Epargne 10 décembre 2025

Le Conseil des Prélèvements Obligatoires (CPO), dans son rapport sur l’imposition du patrimoine publié le 1er décembre 2025, souligne la progression du montant des patrimoines, liée au vieillissement démographique et à la forte valorisation des actifs immobiliers et financiers enregistrée ces dernières années. Le patrimoine net des ménages représentait 6 fois leur revenu disponible en 2021, contre 4,5 fois en 2000.

La France connaît une concentration du patrimoine plus faible que dans plusieurs pays de l’OCDE : le décile le plus aisé détient 60 % de la richesse nationale et le 1 % le plus riche en détient 27 %, contre respectivement 70 % et 35 % aux États-Unis.

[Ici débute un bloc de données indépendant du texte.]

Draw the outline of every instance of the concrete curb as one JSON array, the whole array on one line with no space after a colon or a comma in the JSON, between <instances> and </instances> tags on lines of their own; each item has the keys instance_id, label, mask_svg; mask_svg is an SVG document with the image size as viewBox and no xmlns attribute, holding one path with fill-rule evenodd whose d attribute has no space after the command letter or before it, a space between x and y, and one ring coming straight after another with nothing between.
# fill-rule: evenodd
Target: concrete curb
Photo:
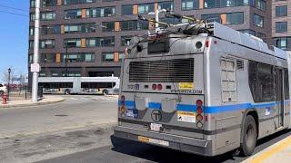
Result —
<instances>
[{"instance_id":1,"label":"concrete curb","mask_svg":"<svg viewBox=\"0 0 291 163\"><path fill-rule=\"evenodd\" d=\"M60 99L54 101L46 101L46 102L36 102L36 103L25 103L25 104L15 104L15 105L0 105L0 109L7 109L7 108L20 108L20 107L27 107L27 106L39 106L39 105L49 105L54 103L59 103L65 101L65 99Z\"/></svg>"}]
</instances>

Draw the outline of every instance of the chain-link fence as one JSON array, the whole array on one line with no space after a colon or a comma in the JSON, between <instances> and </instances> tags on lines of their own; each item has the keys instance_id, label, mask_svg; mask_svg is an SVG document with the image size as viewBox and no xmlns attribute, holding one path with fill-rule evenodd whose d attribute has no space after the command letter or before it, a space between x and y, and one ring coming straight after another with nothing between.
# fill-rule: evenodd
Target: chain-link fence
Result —
<instances>
[{"instance_id":1,"label":"chain-link fence","mask_svg":"<svg viewBox=\"0 0 291 163\"><path fill-rule=\"evenodd\" d=\"M43 98L43 87L38 87L38 98ZM9 87L9 101L25 101L32 97L31 87L27 85L12 85Z\"/></svg>"}]
</instances>

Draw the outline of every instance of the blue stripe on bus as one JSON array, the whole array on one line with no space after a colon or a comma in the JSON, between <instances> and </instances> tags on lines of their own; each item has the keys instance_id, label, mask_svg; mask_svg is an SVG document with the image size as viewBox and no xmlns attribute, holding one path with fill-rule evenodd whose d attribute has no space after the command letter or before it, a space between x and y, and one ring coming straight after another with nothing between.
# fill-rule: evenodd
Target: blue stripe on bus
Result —
<instances>
[{"instance_id":1,"label":"blue stripe on bus","mask_svg":"<svg viewBox=\"0 0 291 163\"><path fill-rule=\"evenodd\" d=\"M290 101L285 101L285 104L288 104ZM236 105L224 105L224 106L208 106L204 107L205 113L218 113L218 112L226 112L226 111L233 111L233 110L246 110L251 108L266 108L266 107L275 107L276 105L279 104L279 101L274 102L266 102L266 103L242 103L242 104L236 104ZM118 101L118 105L121 106L121 101ZM125 101L125 107L127 109L135 109L135 102L132 101ZM149 102L148 103L149 109L155 110L161 110L162 103L159 102ZM190 105L190 104L177 104L176 110L183 110L183 111L196 111L196 105Z\"/></svg>"}]
</instances>

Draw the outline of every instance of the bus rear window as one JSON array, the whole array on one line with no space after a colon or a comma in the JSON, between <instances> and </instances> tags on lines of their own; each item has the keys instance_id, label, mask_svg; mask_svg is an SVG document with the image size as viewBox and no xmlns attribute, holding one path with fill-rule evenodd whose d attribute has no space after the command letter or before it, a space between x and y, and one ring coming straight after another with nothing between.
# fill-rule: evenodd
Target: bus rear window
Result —
<instances>
[{"instance_id":1,"label":"bus rear window","mask_svg":"<svg viewBox=\"0 0 291 163\"><path fill-rule=\"evenodd\" d=\"M162 39L162 40L154 40L149 41L147 45L147 53L168 53L169 48L169 40Z\"/></svg>"}]
</instances>

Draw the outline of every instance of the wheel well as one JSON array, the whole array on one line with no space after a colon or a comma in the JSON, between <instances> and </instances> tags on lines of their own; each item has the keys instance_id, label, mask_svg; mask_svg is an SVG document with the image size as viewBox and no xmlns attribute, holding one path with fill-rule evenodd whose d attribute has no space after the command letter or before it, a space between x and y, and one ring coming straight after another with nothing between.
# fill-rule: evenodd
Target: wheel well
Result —
<instances>
[{"instance_id":1,"label":"wheel well","mask_svg":"<svg viewBox=\"0 0 291 163\"><path fill-rule=\"evenodd\" d=\"M251 115L251 116L253 116L254 117L254 119L255 119L255 121L256 121L256 136L258 137L258 129L259 129L259 127L258 127L258 125L259 125L259 123L258 123L258 116L257 116L257 112L256 111L255 111L255 110L252 110L252 111L249 111L249 112L247 112L247 114L246 114L246 116L248 116L248 115Z\"/></svg>"}]
</instances>

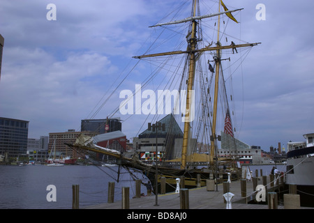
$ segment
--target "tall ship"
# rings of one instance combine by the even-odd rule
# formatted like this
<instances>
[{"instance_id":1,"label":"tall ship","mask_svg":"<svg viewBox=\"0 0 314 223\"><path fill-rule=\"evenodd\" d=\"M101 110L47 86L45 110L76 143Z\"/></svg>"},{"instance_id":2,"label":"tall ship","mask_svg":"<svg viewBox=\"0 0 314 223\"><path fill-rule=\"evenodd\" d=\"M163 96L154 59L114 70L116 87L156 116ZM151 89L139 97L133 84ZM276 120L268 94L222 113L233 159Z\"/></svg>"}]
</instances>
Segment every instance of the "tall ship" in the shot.
<instances>
[{"instance_id":1,"label":"tall ship","mask_svg":"<svg viewBox=\"0 0 314 223\"><path fill-rule=\"evenodd\" d=\"M287 148L286 183L296 185L301 205L313 206L314 194L314 133L305 141L290 141Z\"/></svg>"},{"instance_id":2,"label":"tall ship","mask_svg":"<svg viewBox=\"0 0 314 223\"><path fill-rule=\"evenodd\" d=\"M211 7L200 1L191 0L188 10L184 7L188 1L180 4L178 10L174 10L177 13L170 22L158 22L150 26L156 31L160 31L158 40L173 44L172 49L174 50L167 51L170 49L167 47L162 48L166 52L154 52L157 49L154 44L158 43L159 46L160 42L153 41L144 54L133 56L134 59L138 60L137 66L142 62L149 63L149 66L156 67L151 68L153 71L149 75L143 78L144 81L140 86L151 84L151 82L154 85L161 79L163 84L158 86L163 86L163 92L169 90L173 93L170 98L174 100L174 105L165 117L169 119L163 123L158 122L158 112L151 112L150 114L155 115L152 118L147 116L147 118L143 118L145 123L138 125L139 128L141 125L148 127L147 130L142 132L143 137L144 135L150 135L151 139L156 137L155 146L149 146L149 142L146 145L153 147L153 150L156 147L156 151L148 155L151 162L141 160L144 154L137 153L137 148L135 148L133 155L128 157L120 151L97 145L93 137L84 135L80 135L75 144L68 144L68 146L79 153L89 155L101 153L115 157L119 167L130 169L130 174L137 171L147 176L154 191L158 187L156 183L160 182L161 177L165 178L167 192L175 190L176 179L182 176L186 188L197 187L196 179L200 176L200 185L204 186L207 179L213 178L213 176L218 178L218 169L221 167L226 167L225 171L231 174L232 180L237 178L237 160L219 157L217 151L221 134L230 135L234 144L236 141L232 125L234 101L232 95L227 90L226 83L232 79L234 72L241 67L251 48L260 43L251 43L227 34L227 24L239 25L235 13L239 13L243 8L229 10L221 0L213 1L214 3ZM204 10L208 14L201 14L203 7L206 8ZM188 16L187 12L190 14ZM184 13L186 13L185 18L177 18L177 15ZM172 31L172 34L163 37L163 34ZM179 40L173 40L172 38L177 36ZM176 43L178 45L174 45ZM223 69L223 65L227 68ZM233 66L234 70L225 77L224 72L231 70ZM136 70L135 68L132 70ZM133 91L133 96L135 100L140 90L137 88ZM152 91L145 93L151 94ZM130 100L130 98L125 100L126 104L128 103L128 99ZM179 106L176 106L177 102ZM155 112L159 111L158 102L147 100L144 103L147 110L151 111L153 108L156 109ZM120 105L120 109L124 106ZM118 110L119 107L112 116ZM151 118L151 120L148 121L149 118ZM160 140L163 134L165 134L164 139ZM174 149L178 147L180 148L179 152ZM200 153L204 148L205 152ZM237 150L236 145L234 150ZM179 153L179 158L177 155L174 155L175 153ZM193 160L194 157L202 157L202 164L206 167L190 166L191 163L197 162Z\"/></svg>"}]
</instances>

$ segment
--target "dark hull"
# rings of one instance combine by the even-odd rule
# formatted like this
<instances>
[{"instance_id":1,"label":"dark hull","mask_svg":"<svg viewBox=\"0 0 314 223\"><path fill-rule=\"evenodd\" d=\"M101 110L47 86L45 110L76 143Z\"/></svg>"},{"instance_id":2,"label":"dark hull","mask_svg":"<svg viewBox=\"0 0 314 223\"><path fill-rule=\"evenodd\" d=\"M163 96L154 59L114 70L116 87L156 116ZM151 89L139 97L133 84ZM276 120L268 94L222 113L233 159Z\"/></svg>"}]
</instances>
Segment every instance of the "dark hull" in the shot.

Une fiscalité pesante et inéquitable

L’imposition du patrimoine est, en France, relativement élevée par rapport à celle constatée dans l’OCDE. Elle s’est élevée à 113,2 milliards d’euros en 2024 et progresse légèrement plus vite que la valeur du patrimoine depuis 30 ans.

L’imposition de la détention et de la transmission du patrimoine (64,3 milliards d’euros) représente 0,4 % du patrimoine total des ménages, tandis que l’imposition des revenus du patrimoine (48,9 milliards d’euros) équivaut à 11,6 % de ces revenus.

Le CPO souligne, à juste titre, que la fiscalité du patrimoine est à la fois lourde et inéquitable. Son poids varie fortement selon la structure des actifs détenus et les possibilités d’optimisation auxquelles seuls certains ménages ont accès.

Pour une fiscalité plus neutre

Le Cercle de l’Épargne défend un principe simple : une fiscalité reposant sur une assiette large, comportant le moins d’exonérations et d’abattements possible, associée à des taux faibles. L’objectif est de promouvoir une fiscalité neutre sur le plan économique, limitant les stratégies d’optimisation et favorisant une allocation efficiente du capital.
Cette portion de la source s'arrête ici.